How My Quote Ended Up on the CNN Article

David Parry bio photo By David Parry

(A story of Twitter, academia, and old journalism trying to be new but failing.)

Okay first read this article on CNN about the new whitehouse.gov website, okay you can actually just skim the article and skip to the last three paragraphs. Yes, that’s me being quoted in that article, and yes you are correct that quote makes no sense. What the bleep was I talking about? Perhaps like many stories in the world of journalsim this is partly a story of being misquoted, but there is actually more to it than this. The way the reporter found me, and the context surrounding said quote, while perhaps not a unique story, is certainly illustrative of several trends and problems with old journalism, and perhaps more germanae to this audience, it is a telling story about the future of media and the importance of social networks.

On Tuesday (inauguration day) I was teaching until 11:15 (12:15 ET) and so missed the first part of Obama’s speech, but as class let out and I moved to the lobby of the Arts and Humanities building where they were showing the speech I quickly read through my Twitter feed, glancing over what the most prominent topics of conversation were. Not surprisingly one of the most “tweeted” about items was the introduction of a new whitehouse.gov website. So, following the speech I returned to my office and pulled up the new new site. I really had not looked at it much, perhaps two minutes total when my office phone rang. Now this is a particularly unusual occurence as most everybody I converse with contacts me through email. In fact most of the time when I get a phone call it is somebody else in the building or on campus looking to see if I am in my office as they were planning on stopping by. But when I answered a woman introduced herself as Lisa France a reporter from CNN.com. (In fact she spoke so quickly that following the conversation I did not remember her name, as I totally missed it the first time around, in fact I wasn’t even sure that I heard the CNN.com part of her introduction correct.) What I do recall from her introduction was her sense of relief at having actually reached a person, something in the realm of “thank God I reached someone.” (Not her words just my interpretation of them.)

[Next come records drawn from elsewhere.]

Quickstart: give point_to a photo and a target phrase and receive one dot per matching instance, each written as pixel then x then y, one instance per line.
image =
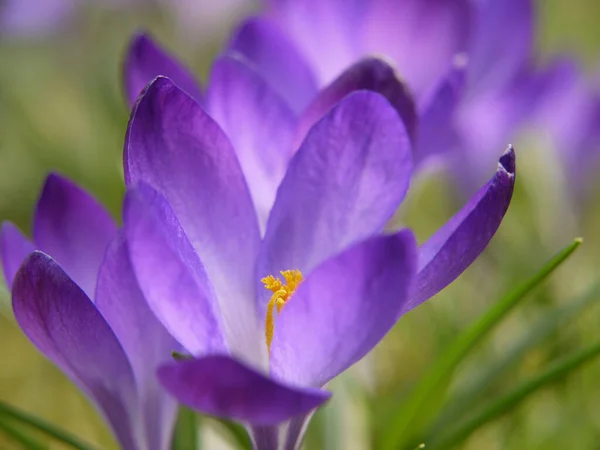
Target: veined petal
pixel 259 124
pixel 370 74
pixel 436 132
pixel 66 327
pixel 277 60
pixel 445 255
pixel 14 248
pixel 146 60
pixel 169 273
pixel 502 41
pixel 223 387
pixel 72 227
pixel 343 309
pixel 174 146
pixel 420 36
pixel 342 186
pixel 326 32
pixel 144 339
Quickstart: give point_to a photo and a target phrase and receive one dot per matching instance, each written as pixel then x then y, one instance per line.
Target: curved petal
pixel 72 227
pixel 436 132
pixel 325 32
pixel 259 124
pixel 370 74
pixel 169 273
pixel 66 327
pixel 342 186
pixel 343 309
pixel 277 60
pixel 145 341
pixel 173 145
pixel 223 387
pixel 446 254
pixel 14 248
pixel 420 36
pixel 146 60
pixel 502 41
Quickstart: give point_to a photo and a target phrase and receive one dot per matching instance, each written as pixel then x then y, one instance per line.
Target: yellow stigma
pixel 281 294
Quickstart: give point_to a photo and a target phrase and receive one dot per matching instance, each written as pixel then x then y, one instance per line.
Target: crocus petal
pixel 72 227
pixel 14 248
pixel 342 186
pixel 64 324
pixel 343 309
pixel 420 36
pixel 324 31
pixel 436 135
pixel 173 145
pixel 146 60
pixel 144 339
pixel 223 387
pixel 259 124
pixel 445 255
pixel 502 41
pixel 277 60
pixel 371 74
pixel 170 275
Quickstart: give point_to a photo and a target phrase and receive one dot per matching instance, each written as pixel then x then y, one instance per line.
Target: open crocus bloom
pixel 83 309
pixel 335 285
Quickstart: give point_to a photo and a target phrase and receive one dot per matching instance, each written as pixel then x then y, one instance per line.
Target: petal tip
pixel 507 162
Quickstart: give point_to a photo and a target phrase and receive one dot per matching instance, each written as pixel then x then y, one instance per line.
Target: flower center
pixel 281 295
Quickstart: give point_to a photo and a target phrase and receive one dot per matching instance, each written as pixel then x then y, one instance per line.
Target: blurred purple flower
pixel 462 60
pixel 221 196
pixel 83 309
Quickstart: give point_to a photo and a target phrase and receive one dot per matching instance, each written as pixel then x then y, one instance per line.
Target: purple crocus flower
pixel 237 187
pixel 82 308
pixel 463 62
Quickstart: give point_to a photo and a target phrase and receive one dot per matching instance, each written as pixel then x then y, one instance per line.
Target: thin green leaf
pixel 15 434
pixel 43 426
pixel 429 389
pixel 185 436
pixel 504 404
pixel 464 401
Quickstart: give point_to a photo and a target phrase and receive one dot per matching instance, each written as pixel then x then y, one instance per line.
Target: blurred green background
pixel 62 109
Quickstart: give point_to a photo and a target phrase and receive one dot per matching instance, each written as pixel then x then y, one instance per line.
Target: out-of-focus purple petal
pixel 342 186
pixel 277 60
pixel 327 33
pixel 259 124
pixel 446 254
pixel 145 341
pixel 14 248
pixel 223 387
pixel 72 227
pixel 169 272
pixel 436 133
pixel 64 324
pixel 420 36
pixel 370 74
pixel 502 41
pixel 146 60
pixel 343 309
pixel 174 146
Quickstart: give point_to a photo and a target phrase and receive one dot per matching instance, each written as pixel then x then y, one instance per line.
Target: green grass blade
pixel 185 436
pixel 540 331
pixel 504 404
pixel 429 388
pixel 16 435
pixel 43 426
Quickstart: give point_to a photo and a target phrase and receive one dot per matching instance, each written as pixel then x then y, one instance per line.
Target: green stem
pixel 43 426
pixel 502 405
pixel 17 435
pixel 428 388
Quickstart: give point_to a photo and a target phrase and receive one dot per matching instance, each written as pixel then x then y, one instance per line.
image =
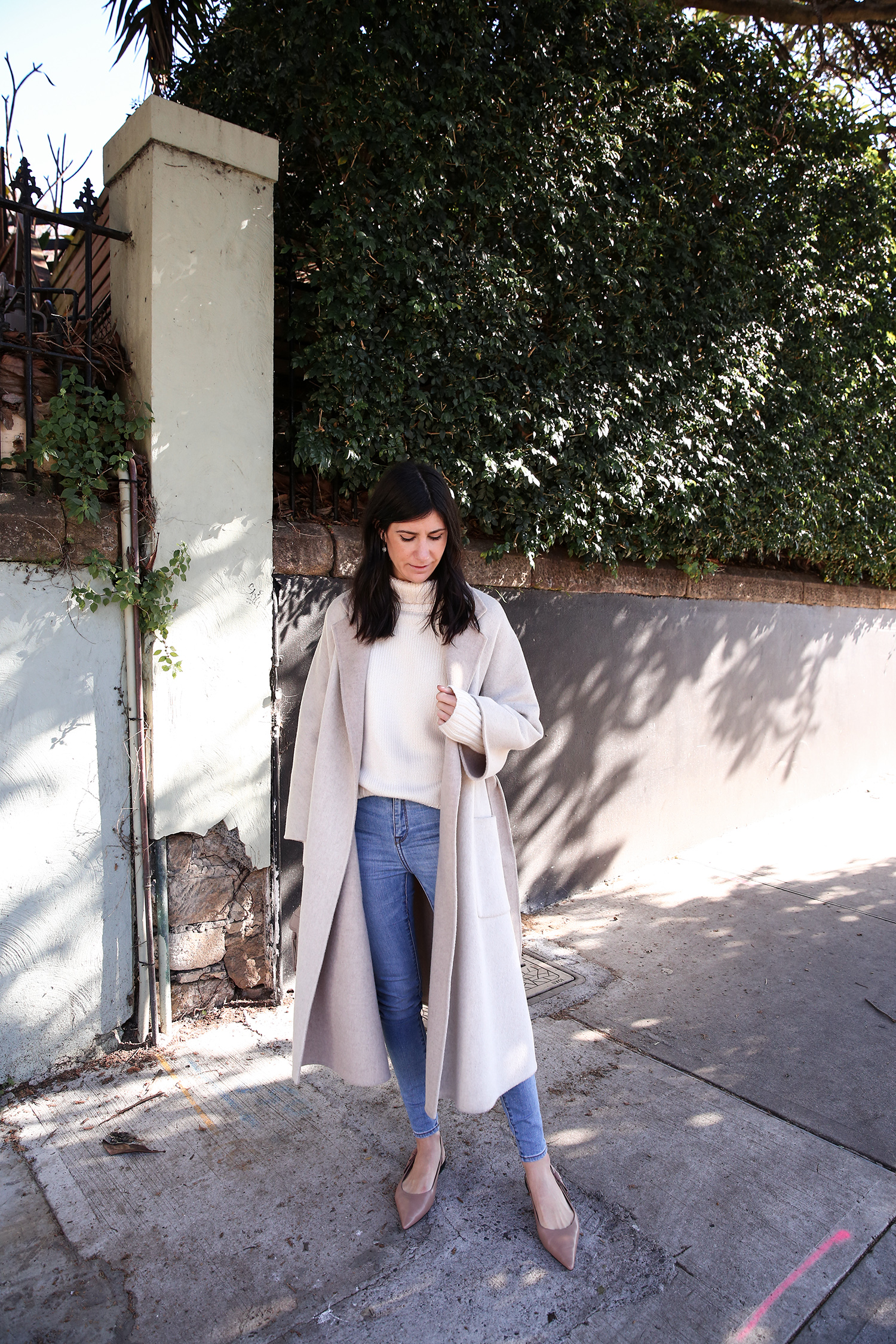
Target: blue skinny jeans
pixel 398 842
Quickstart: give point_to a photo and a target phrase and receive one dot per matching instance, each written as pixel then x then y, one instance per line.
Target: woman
pixel 417 692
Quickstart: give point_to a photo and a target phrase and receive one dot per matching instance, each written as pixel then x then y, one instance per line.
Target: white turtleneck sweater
pixel 403 741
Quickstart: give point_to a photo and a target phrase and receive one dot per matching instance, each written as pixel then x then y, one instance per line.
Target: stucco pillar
pixel 194 300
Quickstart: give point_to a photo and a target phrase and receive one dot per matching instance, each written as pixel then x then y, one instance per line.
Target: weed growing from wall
pixel 85 441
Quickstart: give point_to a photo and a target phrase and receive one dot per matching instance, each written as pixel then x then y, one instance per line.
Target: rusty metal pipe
pixel 142 760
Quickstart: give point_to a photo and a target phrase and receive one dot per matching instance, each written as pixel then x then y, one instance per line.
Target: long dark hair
pixel 409 491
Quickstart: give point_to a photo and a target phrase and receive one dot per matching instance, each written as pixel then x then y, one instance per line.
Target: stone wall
pixel 220 922
pixel 312 550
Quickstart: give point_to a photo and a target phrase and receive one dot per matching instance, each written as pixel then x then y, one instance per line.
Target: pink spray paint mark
pixel 843 1235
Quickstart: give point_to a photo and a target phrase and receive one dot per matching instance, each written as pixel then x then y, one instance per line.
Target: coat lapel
pixel 462 656
pixel 352 658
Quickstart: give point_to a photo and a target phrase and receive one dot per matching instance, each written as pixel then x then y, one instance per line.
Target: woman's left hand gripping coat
pixel 478 1030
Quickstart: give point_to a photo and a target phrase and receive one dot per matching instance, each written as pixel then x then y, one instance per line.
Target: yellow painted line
pixel 192 1103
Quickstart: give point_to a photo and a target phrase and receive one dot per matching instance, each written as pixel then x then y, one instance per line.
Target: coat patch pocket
pixel 488 870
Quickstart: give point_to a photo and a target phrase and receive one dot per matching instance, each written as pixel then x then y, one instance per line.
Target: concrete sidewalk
pixel 716 1090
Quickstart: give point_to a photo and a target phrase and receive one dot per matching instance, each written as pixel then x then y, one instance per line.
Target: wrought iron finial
pixel 87 202
pixel 24 186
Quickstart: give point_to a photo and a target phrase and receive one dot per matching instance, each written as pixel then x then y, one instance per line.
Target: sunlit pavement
pixel 716 1090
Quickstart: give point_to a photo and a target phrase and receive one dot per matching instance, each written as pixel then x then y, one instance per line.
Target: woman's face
pixel 416 547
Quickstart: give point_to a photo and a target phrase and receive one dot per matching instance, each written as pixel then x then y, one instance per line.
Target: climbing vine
pixel 149 593
pixel 85 441
pixel 621 275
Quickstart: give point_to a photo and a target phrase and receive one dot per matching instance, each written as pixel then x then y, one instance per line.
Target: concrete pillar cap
pixel 192 132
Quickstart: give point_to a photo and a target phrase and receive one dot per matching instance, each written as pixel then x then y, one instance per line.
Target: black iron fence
pixel 27 308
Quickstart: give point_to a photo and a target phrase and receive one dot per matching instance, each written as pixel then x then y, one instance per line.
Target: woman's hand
pixel 445 702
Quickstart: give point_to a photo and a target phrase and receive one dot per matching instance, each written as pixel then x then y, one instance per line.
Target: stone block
pixel 746 588
pixel 840 594
pixel 347 542
pixel 33 527
pixel 199 898
pixel 210 992
pixel 303 547
pixel 82 538
pixel 34 530
pixel 510 570
pixel 195 948
pixel 246 960
pixel 662 581
pixel 559 573
pixel 180 850
pixel 219 851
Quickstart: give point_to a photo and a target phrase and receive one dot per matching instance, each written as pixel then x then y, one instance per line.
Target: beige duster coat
pixel 478 1031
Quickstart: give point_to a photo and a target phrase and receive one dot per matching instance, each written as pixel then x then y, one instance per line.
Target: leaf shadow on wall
pixel 636 695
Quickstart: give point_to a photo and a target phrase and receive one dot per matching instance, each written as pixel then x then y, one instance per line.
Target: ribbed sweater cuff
pixel 465 725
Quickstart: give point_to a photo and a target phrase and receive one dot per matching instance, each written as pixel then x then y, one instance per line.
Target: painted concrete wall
pixel 194 302
pixel 667 721
pixel 66 966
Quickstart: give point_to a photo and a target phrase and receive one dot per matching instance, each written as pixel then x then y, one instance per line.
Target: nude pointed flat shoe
pixel 412 1208
pixel 560 1242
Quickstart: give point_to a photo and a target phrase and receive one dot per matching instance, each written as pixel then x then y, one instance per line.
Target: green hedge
pixel 621 276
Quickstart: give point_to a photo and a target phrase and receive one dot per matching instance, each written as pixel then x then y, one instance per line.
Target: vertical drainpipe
pixel 147 1001
pixel 131 667
pixel 161 926
pixel 142 761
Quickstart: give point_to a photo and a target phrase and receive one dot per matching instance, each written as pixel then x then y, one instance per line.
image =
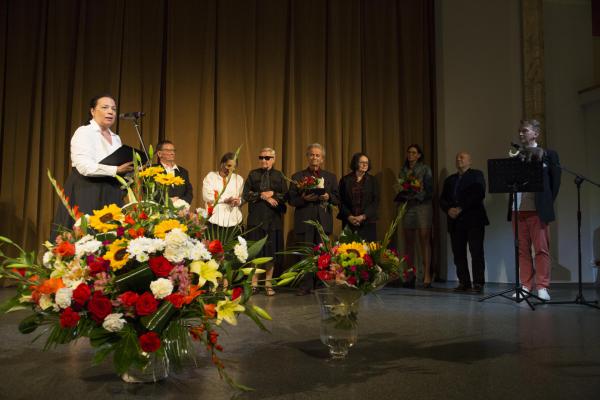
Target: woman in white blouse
pixel 92 185
pixel 225 204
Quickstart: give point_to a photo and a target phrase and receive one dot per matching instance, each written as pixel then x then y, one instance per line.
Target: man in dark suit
pixel 312 206
pixel 165 151
pixel 462 201
pixel 535 212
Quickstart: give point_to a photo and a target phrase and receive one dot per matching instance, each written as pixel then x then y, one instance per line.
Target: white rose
pixel 113 322
pixel 63 297
pixel 161 288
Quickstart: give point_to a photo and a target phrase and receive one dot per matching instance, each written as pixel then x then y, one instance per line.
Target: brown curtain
pixel 353 75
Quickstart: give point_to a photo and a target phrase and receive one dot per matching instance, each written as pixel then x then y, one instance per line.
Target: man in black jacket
pixel 462 201
pixel 313 205
pixel 165 151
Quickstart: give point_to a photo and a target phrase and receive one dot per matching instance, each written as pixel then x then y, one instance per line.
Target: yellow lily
pixel 206 271
pixel 226 310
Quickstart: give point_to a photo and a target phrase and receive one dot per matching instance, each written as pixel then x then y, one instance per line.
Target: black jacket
pixel 469 197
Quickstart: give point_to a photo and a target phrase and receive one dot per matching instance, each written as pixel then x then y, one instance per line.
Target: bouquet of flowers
pixel 142 282
pixel 407 187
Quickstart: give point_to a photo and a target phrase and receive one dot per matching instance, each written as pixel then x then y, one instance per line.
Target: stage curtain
pixel 353 75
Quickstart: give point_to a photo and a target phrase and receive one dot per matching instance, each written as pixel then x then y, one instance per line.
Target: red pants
pixel 532 231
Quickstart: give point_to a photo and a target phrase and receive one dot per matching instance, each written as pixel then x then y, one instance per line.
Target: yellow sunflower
pixel 358 249
pixel 104 220
pixel 151 171
pixel 169 179
pixel 166 226
pixel 117 254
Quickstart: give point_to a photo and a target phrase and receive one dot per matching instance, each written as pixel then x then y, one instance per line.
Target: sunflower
pixel 101 220
pixel 358 249
pixel 169 179
pixel 117 254
pixel 166 226
pixel 151 171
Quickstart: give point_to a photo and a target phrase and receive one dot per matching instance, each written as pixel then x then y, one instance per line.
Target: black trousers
pixel 474 238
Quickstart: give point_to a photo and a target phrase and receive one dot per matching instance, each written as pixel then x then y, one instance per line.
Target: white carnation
pixel 161 288
pixel 241 249
pixel 63 297
pixel 86 245
pixel 198 251
pixel 114 322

(Okay quick time out here, I am about to do something pretty “stupid,” that is I am about to critique a major news organization, and while I certainly have problems with the way this played out, I do like making appearances in the press, not only does it help fullfil my vision of being a “public intellectual”—something I am not, but wish to be—but it perhaps more importantly feeds my ego. Yes, I did email the link from the article to my mom because I knew it would make her day . . .So critiquing said news organization is probably not a good way to get asked to be an “expert” again. And, I should also make clear that the reporter, Lisa France, was completely professional, personable, and polite through our whole conversation, this story is more about the forces that produced the process rather than her individual execution of the process.)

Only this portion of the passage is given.